Hummel International Sport & Leisure A/S
- Type: Subsidiary
- Industry: Sports equipment
- Founded: 1923; 103 years ago in Hamburg, Germany
- Founder: Albrech & Ludwig Messmer
- Headquarters: Aarhus, Denmark
- Area served: Worldwide
- Products: Sportswear, footwear
- Revenue: DKK 1.858 billion (€250 million) in 2021
- Parent: Thornico Group
- Website: www.hummel.net

= Hummel International =

Danish manufacturing company of sportswear

Hummel International Sport & Leisure A/S, commonly known as Hummel (stylized hummel), is a German-founded Danish manufacturing company of sportswear brand based in Aarhus. It is owned by Thornico. The Hummel logo is a stylized bumblebee, as Hummel is German for "bumblebee".

== History ==
The company was founded in 1923 by Max Albrecht Ludwig Messmer and his father Michael Messmer under the name "Messmer & Co" in Hamburg, Germany; that same year, the Messmer brothers introduced the first football boots to the world. Hummel became Danish after being taken over by Bernhard Weckenbrock in 1956, who moved its base to Kevelaer, North Rhine-Westphalia. Since 1999, Hummel has been a part of the Danish Thornico Group founded by Christian and Thor Stadil.

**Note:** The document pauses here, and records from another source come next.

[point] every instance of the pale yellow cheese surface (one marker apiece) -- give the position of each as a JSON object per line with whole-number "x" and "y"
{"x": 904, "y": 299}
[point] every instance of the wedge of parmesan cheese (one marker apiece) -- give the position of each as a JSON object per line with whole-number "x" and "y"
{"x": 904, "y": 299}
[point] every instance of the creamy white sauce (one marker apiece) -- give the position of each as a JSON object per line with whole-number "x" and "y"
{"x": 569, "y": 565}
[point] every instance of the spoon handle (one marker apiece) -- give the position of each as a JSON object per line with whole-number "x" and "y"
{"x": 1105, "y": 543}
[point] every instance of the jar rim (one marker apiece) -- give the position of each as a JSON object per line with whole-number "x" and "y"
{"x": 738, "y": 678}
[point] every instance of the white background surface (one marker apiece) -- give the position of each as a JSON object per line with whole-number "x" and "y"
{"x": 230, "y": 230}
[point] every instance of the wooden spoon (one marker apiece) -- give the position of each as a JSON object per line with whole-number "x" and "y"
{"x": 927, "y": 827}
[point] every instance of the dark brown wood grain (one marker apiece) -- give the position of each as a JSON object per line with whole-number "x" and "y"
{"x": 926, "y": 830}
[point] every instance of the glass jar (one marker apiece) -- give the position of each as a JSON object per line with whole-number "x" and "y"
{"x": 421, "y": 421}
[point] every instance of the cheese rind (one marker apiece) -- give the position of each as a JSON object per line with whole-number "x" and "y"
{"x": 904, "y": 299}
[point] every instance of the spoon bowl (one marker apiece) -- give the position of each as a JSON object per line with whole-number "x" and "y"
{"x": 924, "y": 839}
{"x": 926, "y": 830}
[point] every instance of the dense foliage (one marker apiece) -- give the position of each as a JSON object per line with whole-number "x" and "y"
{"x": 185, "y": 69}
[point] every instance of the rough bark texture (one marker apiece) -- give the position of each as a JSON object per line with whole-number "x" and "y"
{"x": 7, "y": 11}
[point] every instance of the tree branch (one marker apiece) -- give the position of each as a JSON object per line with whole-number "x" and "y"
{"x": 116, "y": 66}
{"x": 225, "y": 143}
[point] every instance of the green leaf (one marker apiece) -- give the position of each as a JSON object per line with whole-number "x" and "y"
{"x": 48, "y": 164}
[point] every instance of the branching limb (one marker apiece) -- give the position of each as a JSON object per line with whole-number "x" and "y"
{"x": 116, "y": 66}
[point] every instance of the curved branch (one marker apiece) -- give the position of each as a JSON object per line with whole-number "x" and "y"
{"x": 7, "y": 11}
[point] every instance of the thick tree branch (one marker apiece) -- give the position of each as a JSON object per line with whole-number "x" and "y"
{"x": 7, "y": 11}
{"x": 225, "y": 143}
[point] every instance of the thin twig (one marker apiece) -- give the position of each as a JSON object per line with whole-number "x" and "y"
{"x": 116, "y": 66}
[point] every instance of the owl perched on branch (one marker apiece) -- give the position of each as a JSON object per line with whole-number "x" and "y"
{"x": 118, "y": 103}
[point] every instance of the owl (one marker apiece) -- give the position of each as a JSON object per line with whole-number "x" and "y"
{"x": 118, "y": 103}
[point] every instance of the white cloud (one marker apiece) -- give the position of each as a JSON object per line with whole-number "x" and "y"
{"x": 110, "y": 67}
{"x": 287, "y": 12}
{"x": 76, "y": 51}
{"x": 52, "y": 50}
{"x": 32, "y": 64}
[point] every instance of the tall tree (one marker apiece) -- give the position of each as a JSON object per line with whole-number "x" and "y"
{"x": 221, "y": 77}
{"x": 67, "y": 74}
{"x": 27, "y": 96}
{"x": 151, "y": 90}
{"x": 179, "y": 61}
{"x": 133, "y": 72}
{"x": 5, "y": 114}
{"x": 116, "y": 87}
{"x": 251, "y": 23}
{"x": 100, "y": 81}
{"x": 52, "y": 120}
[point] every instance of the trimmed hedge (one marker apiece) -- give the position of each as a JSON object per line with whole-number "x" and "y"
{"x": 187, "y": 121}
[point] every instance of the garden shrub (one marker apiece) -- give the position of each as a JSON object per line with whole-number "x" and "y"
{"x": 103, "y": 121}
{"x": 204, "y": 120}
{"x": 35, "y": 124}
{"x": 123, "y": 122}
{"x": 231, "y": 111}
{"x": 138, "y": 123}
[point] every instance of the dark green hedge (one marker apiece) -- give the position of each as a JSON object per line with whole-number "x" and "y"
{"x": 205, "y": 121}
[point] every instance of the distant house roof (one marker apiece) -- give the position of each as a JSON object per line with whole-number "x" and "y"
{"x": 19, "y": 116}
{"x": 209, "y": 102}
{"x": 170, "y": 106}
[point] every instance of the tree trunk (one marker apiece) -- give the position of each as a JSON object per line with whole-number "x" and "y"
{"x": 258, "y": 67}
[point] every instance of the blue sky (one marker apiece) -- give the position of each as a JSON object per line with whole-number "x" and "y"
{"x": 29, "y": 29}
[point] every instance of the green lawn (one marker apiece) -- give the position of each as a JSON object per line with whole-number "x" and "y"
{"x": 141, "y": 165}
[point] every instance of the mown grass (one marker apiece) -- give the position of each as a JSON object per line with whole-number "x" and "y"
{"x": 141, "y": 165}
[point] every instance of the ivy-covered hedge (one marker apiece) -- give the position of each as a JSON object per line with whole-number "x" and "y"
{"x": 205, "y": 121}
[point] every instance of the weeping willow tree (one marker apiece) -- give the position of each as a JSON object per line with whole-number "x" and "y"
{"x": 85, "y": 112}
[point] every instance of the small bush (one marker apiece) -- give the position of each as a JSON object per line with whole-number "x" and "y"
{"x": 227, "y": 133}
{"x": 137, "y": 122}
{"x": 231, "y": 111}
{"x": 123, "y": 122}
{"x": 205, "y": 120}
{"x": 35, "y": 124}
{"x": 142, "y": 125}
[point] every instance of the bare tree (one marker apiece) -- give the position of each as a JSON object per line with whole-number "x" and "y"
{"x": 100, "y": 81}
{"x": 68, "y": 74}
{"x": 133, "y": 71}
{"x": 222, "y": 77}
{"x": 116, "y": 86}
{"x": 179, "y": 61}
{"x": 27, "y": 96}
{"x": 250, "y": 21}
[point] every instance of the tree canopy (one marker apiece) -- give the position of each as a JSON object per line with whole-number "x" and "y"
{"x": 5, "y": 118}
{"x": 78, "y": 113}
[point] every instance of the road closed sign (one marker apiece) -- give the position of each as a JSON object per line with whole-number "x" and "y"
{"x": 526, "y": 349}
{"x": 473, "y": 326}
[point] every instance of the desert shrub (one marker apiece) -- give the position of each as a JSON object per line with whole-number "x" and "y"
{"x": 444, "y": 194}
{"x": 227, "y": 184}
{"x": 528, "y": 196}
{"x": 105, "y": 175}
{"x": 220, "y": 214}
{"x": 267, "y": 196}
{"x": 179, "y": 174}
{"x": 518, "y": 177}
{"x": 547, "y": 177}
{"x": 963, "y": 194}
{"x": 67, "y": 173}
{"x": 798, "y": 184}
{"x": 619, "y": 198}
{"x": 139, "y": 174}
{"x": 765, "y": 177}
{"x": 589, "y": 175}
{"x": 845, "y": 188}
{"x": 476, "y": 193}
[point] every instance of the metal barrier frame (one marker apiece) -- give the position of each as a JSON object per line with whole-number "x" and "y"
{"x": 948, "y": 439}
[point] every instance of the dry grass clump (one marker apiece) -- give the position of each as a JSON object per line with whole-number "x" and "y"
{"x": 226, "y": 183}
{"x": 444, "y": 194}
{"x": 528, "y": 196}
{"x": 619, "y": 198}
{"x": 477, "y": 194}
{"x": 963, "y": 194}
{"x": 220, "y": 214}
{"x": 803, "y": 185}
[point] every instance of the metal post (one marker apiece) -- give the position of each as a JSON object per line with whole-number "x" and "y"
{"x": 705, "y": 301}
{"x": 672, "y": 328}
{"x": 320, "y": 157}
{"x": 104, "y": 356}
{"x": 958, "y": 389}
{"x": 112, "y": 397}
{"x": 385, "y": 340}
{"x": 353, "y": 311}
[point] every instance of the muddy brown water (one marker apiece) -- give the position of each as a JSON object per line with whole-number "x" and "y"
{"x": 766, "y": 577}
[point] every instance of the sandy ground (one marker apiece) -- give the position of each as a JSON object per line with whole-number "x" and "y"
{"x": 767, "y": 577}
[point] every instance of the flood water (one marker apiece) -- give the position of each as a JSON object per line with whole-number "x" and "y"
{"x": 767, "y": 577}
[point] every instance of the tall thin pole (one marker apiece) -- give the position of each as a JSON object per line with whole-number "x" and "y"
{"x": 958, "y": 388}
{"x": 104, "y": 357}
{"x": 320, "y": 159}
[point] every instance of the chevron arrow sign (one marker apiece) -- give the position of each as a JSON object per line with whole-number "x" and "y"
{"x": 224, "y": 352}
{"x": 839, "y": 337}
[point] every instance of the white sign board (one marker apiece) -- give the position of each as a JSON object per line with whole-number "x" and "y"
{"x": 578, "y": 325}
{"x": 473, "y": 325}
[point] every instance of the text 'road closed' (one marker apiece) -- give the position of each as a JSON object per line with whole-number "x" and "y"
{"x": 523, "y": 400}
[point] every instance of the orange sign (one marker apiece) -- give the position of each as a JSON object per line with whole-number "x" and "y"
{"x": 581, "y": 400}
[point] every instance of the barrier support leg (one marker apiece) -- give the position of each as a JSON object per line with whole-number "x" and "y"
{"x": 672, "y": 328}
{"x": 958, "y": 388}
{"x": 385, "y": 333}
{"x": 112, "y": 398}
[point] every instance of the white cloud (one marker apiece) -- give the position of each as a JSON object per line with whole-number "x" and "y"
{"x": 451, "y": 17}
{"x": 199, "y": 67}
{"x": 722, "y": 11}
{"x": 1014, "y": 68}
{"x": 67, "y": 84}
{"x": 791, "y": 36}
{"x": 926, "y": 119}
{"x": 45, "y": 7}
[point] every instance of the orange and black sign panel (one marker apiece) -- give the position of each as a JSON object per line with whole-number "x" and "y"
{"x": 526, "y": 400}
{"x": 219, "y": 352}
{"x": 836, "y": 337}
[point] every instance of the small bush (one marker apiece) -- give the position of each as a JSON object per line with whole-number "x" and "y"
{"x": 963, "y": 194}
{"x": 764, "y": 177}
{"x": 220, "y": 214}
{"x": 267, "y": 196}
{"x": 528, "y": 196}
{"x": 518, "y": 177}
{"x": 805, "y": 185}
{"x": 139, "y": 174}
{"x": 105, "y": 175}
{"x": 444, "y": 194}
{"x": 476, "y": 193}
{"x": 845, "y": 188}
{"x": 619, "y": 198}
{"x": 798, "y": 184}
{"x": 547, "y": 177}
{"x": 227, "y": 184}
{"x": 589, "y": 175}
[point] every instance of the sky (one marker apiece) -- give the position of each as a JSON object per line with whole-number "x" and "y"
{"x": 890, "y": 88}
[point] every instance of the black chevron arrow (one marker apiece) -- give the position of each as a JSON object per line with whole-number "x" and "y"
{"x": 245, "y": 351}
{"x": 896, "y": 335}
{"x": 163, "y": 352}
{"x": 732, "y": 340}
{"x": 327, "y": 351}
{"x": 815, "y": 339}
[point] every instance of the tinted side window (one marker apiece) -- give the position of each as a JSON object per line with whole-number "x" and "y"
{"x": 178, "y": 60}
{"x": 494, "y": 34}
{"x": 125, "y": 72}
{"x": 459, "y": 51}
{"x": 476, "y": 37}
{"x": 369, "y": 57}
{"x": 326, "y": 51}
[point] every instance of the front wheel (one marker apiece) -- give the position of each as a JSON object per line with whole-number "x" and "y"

== Products and clients ==
The company currently manufactures apparel for football, rugby league, futsal, handball, basketball, shinty, volleyball and esports teams. Moreover, the company also offers apparel and footwear for adults and children alongside its fashion sub-brand, Hummel HIVE.

Being one of the oldest sportswear brands in the business with roots in football and handball, Hummel has previously been worn by football teams such as Real Madrid, Red Star Belgrade, Sunderland, Southampton, Aston Villa, Benfica, Coventry City and the Danish national team. In 2025, they signed a multi-year league wide partnership with The Canadian Premier League.

In 2016, they created a hijab-friendly uniform for the women's Afghanistan national team, debuting the uniform on International Women's Day.